Hacker News new | ask | show | jobs
by jfabre 1704 days ago
I never understood this argument. In what kind of shop are you working that passing a string named person to a method expecting an object is tolerated. Or even passing different types that don't share a common interface.

This would never fly in a code review in any of the companies I've worked for.

7 comments

I've seen essentially this code in so many organically grown codebases (when they grew up without types). It's usually close the the UI, because someone had to quickly add an alternate path to support some new user interaction

    function find_user(person) {
        if user is string {
            query_by_name(person)
        } else {
            query_by_name(person.name)
        }
    }
and yeah, we all know it's kinda messy, but also that logic has to live somewhere and we need this feature asap so it passes code review. I wrote a test for it, ship it.
I came very close to writing almost this exact code just the other day (except it was username or user id for me), but came to my senses. It's just so tempting in a dynamic language...

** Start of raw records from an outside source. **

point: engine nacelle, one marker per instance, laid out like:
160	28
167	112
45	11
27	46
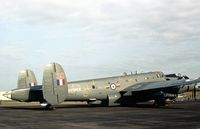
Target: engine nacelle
20	94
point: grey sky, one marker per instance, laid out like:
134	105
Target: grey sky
98	38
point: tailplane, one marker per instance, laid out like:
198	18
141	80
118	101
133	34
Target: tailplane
26	78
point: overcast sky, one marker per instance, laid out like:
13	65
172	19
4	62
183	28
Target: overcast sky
98	38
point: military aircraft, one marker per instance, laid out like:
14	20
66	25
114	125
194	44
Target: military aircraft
118	90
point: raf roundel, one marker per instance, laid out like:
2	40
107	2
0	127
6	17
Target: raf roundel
113	86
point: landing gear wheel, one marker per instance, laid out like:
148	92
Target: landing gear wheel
160	103
49	107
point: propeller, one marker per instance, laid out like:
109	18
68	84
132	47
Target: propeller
195	93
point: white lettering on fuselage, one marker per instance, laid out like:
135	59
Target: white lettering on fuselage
73	90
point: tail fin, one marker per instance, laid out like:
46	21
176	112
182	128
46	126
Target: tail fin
26	79
54	84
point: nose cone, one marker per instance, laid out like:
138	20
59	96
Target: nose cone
7	94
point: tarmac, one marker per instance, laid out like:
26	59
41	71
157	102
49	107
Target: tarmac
181	115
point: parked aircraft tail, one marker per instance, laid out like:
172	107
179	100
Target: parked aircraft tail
26	79
54	84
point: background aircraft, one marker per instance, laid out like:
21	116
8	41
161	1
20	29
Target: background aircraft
110	91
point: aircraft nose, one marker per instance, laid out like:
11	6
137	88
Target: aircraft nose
7	94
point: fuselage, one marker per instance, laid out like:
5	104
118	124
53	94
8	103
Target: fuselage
100	88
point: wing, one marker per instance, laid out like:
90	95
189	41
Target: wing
153	90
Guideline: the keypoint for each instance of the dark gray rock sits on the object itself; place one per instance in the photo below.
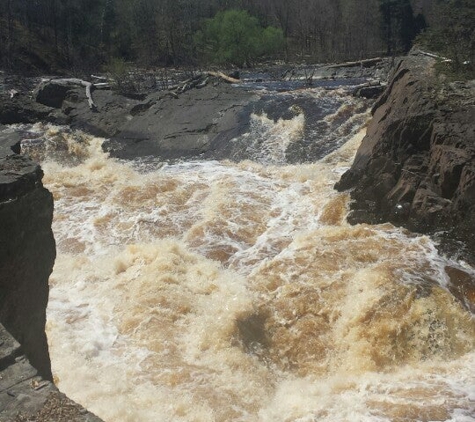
(195, 123)
(51, 94)
(27, 255)
(26, 396)
(416, 165)
(21, 109)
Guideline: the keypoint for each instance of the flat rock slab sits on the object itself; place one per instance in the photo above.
(183, 127)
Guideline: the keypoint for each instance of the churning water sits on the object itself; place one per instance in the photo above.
(223, 291)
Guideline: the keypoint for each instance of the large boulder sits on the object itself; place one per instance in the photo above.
(416, 165)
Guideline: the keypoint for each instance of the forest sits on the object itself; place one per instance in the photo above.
(58, 35)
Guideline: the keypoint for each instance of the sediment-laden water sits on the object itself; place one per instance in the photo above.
(222, 291)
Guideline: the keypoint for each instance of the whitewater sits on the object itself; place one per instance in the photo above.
(237, 291)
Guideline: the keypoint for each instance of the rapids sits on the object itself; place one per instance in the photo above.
(236, 291)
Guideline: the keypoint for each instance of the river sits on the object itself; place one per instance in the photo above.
(237, 291)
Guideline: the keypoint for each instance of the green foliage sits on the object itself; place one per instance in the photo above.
(235, 37)
(399, 27)
(452, 34)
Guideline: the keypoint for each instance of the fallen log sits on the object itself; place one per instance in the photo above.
(223, 76)
(74, 81)
(365, 62)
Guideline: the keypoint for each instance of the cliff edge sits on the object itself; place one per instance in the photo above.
(27, 254)
(416, 164)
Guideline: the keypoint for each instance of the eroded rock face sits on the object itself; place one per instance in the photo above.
(416, 165)
(27, 253)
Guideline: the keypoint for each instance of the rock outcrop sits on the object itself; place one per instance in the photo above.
(27, 253)
(416, 165)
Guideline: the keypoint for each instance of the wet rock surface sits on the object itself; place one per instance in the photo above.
(25, 396)
(27, 253)
(416, 165)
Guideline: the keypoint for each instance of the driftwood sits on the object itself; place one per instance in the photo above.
(365, 62)
(198, 81)
(434, 56)
(75, 81)
(225, 77)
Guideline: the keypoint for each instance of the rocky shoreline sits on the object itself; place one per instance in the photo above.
(416, 166)
(27, 253)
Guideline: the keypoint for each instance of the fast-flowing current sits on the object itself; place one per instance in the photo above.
(236, 291)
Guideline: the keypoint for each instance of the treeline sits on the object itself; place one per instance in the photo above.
(91, 33)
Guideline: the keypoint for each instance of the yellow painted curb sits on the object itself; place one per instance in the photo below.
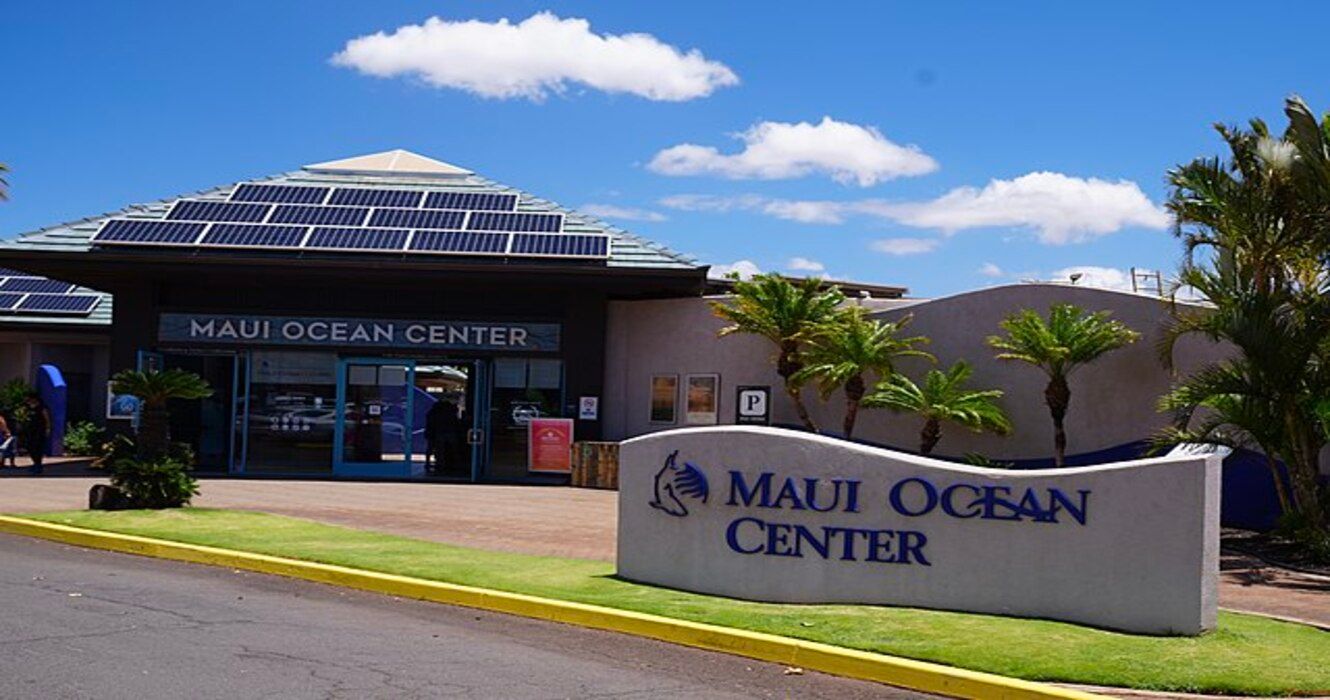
(810, 655)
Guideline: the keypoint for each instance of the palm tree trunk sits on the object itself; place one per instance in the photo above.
(930, 435)
(1058, 395)
(1280, 490)
(854, 391)
(788, 365)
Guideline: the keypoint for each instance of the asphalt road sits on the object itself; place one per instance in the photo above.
(80, 623)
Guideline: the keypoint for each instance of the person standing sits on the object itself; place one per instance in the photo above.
(35, 433)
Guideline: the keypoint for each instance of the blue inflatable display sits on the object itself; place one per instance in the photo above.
(55, 394)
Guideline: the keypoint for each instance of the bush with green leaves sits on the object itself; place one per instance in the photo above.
(164, 482)
(84, 438)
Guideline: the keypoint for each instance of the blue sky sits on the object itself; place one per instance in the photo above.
(967, 143)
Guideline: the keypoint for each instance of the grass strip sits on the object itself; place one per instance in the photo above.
(1246, 655)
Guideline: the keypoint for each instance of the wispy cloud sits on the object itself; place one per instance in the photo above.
(624, 213)
(905, 246)
(535, 57)
(1058, 208)
(778, 151)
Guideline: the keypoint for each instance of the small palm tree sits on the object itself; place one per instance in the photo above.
(154, 390)
(786, 314)
(1069, 338)
(943, 398)
(843, 350)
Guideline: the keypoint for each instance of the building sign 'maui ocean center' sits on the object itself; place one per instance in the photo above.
(777, 515)
(226, 329)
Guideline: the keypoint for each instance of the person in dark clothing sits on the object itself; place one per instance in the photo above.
(35, 431)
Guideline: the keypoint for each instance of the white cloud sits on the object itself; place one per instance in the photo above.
(1062, 209)
(744, 268)
(535, 57)
(776, 151)
(1059, 208)
(806, 265)
(1093, 276)
(627, 213)
(905, 246)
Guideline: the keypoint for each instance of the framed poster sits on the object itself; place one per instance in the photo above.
(704, 398)
(664, 398)
(120, 406)
(549, 445)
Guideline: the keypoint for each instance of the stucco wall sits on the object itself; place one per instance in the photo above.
(1113, 401)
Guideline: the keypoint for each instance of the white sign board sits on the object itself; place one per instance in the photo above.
(769, 514)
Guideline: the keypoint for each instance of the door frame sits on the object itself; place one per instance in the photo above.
(399, 469)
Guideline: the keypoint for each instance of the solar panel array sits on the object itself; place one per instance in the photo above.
(24, 293)
(361, 220)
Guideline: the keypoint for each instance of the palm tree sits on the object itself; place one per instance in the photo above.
(942, 398)
(847, 348)
(154, 390)
(1059, 345)
(786, 314)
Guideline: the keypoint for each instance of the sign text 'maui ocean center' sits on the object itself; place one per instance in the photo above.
(358, 332)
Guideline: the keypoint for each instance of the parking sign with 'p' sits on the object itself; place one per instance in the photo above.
(753, 406)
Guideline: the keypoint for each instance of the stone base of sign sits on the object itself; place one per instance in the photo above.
(777, 515)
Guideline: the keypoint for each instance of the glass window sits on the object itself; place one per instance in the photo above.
(524, 389)
(291, 411)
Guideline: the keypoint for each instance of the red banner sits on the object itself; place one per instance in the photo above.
(549, 445)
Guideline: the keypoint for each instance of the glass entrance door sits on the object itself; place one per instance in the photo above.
(374, 418)
(444, 438)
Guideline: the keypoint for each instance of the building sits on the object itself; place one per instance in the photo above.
(333, 306)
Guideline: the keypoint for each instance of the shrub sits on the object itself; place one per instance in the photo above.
(84, 438)
(154, 483)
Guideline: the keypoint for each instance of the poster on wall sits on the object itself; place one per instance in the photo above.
(664, 398)
(120, 406)
(549, 445)
(702, 399)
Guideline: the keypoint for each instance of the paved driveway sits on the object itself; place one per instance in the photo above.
(552, 521)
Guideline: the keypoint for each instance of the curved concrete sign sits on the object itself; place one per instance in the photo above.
(769, 514)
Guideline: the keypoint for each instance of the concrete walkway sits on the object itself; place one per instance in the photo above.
(552, 521)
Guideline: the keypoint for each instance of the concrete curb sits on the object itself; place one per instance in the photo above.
(894, 671)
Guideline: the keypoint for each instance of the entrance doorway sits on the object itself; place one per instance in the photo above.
(407, 418)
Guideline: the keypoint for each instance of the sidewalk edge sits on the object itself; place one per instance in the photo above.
(866, 666)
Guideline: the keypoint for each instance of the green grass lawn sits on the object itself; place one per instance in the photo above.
(1248, 655)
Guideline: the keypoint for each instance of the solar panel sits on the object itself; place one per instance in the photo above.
(63, 304)
(498, 221)
(416, 218)
(358, 238)
(488, 201)
(196, 210)
(253, 236)
(319, 216)
(563, 245)
(278, 193)
(148, 232)
(35, 284)
(377, 197)
(459, 242)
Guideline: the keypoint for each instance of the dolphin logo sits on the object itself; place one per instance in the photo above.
(673, 482)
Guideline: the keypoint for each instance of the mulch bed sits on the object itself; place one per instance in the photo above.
(1273, 548)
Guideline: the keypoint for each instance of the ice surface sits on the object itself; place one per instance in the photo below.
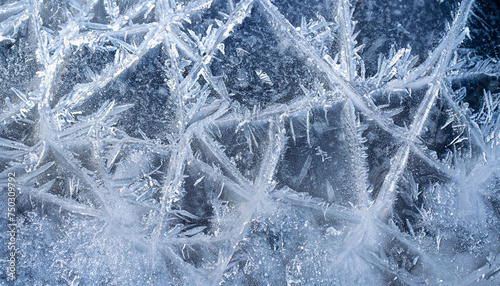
(250, 142)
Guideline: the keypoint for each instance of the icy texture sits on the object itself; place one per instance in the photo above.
(252, 142)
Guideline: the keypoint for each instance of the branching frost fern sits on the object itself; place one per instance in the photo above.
(212, 142)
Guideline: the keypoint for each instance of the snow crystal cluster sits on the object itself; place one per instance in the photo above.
(249, 142)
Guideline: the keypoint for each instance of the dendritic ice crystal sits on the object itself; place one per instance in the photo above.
(250, 142)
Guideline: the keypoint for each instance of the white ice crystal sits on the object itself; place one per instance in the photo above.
(250, 142)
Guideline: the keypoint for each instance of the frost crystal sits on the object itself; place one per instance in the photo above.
(250, 142)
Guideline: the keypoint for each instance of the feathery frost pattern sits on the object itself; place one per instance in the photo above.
(250, 142)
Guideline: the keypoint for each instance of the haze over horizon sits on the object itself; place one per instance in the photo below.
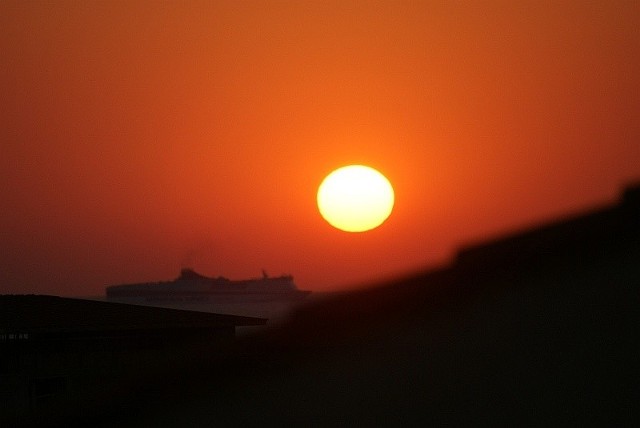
(140, 137)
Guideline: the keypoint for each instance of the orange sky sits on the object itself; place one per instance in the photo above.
(138, 137)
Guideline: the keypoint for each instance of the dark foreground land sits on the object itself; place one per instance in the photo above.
(540, 328)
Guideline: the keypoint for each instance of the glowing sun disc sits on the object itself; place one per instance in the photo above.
(355, 198)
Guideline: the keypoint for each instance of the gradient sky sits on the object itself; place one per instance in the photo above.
(139, 137)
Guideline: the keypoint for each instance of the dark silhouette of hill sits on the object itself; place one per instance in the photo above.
(536, 328)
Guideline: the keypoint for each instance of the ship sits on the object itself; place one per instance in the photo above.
(192, 286)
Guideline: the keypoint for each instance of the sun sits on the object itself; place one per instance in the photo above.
(355, 198)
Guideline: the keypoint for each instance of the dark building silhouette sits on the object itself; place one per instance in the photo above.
(60, 357)
(538, 328)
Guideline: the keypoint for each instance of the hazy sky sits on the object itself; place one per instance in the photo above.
(138, 137)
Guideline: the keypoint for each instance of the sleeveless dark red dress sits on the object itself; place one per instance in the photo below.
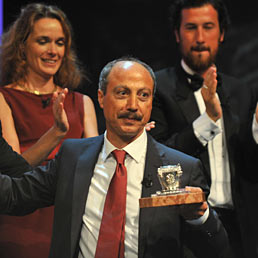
(30, 236)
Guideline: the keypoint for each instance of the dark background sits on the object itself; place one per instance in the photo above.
(105, 30)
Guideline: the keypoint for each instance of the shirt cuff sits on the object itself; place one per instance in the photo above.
(205, 129)
(255, 129)
(201, 220)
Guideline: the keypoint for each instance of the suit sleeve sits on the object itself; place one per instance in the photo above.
(211, 237)
(171, 128)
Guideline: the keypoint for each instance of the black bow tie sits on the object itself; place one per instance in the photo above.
(196, 81)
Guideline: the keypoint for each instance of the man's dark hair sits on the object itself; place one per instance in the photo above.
(175, 12)
(103, 78)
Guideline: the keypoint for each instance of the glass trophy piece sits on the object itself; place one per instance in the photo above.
(169, 178)
(171, 193)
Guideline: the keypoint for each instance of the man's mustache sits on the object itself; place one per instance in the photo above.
(200, 48)
(130, 115)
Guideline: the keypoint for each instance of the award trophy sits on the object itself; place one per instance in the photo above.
(171, 193)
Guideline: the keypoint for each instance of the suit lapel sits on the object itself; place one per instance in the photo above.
(84, 171)
(185, 97)
(152, 162)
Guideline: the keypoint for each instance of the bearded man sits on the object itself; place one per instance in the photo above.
(206, 114)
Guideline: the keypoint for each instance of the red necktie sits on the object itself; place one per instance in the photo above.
(112, 230)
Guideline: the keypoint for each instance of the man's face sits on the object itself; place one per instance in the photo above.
(127, 103)
(199, 37)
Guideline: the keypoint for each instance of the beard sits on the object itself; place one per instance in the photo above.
(196, 62)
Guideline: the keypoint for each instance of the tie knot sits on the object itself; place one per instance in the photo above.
(119, 156)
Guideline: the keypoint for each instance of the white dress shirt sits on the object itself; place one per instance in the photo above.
(103, 173)
(211, 133)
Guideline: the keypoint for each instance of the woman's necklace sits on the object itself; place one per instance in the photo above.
(44, 101)
(36, 92)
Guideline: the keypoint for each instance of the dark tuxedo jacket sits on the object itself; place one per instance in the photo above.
(65, 182)
(175, 109)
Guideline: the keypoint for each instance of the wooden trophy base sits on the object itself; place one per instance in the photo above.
(173, 199)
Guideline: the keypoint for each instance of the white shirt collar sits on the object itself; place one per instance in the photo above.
(186, 67)
(135, 149)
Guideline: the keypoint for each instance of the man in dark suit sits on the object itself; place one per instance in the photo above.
(77, 181)
(204, 113)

In a static language, you either can't do it, have to really go out of your way to do it, or at least do function overloading (which is a bit cleaner)

Calling a function like this “ensureUser” is pretty idiomatic and useful, in lisp-style code bases. I think it’s a pattern related to “parse, don’t validate” in static-type lands: rather than _checking_ what the type is and throwing an error, you define a function that knows how to turn various representations of your type into its canonical shape.
Sounds like a brilliant case for multiple-dispatch.
Right so we have:

    function find_user(person: string)
and also:

    function find_user(person: Object)
how long before someone writes this:

    find_user(person: { name: "dave" })
meanwhile, someone else, not suspecting that they'll be handed a weird half-formed `User` object adds `person.id` somewhere in the body of the Object version of `find_user` and now we have a weird edge-case where very rarely `find_user` panics because the user object we're handed doesn't have an id??? Great, I just lost an hour trying to dig that out of the logs, and the users are starting to think of the product as flakey because the bug has been in prod for over a month before we finally believed them enough to look into it.

Just. Use. Types. Multiple dispatch won't save you on its own. You NEED compile-time types.

Somebody downvoted you, I'm guessing because they think this is a silly example and have never actually seen something like this. I have, in a production code base.
Multiple dispatch and compile time times are not exclusive at all.
I'm saying the problem isn't solved by multiple dispatch alone, but it is solved by compile time types alone. You can use both together, of course.
The issue whether the language is interpreted or compildd (which would distinguish compile time types from strong types) is in my opinion completely orthogonal to the issue of how dispatch works. Strong types and multiple dispatch fix the issues I see even in an interpreted language.
This was probably just a silly example for a quick explanation.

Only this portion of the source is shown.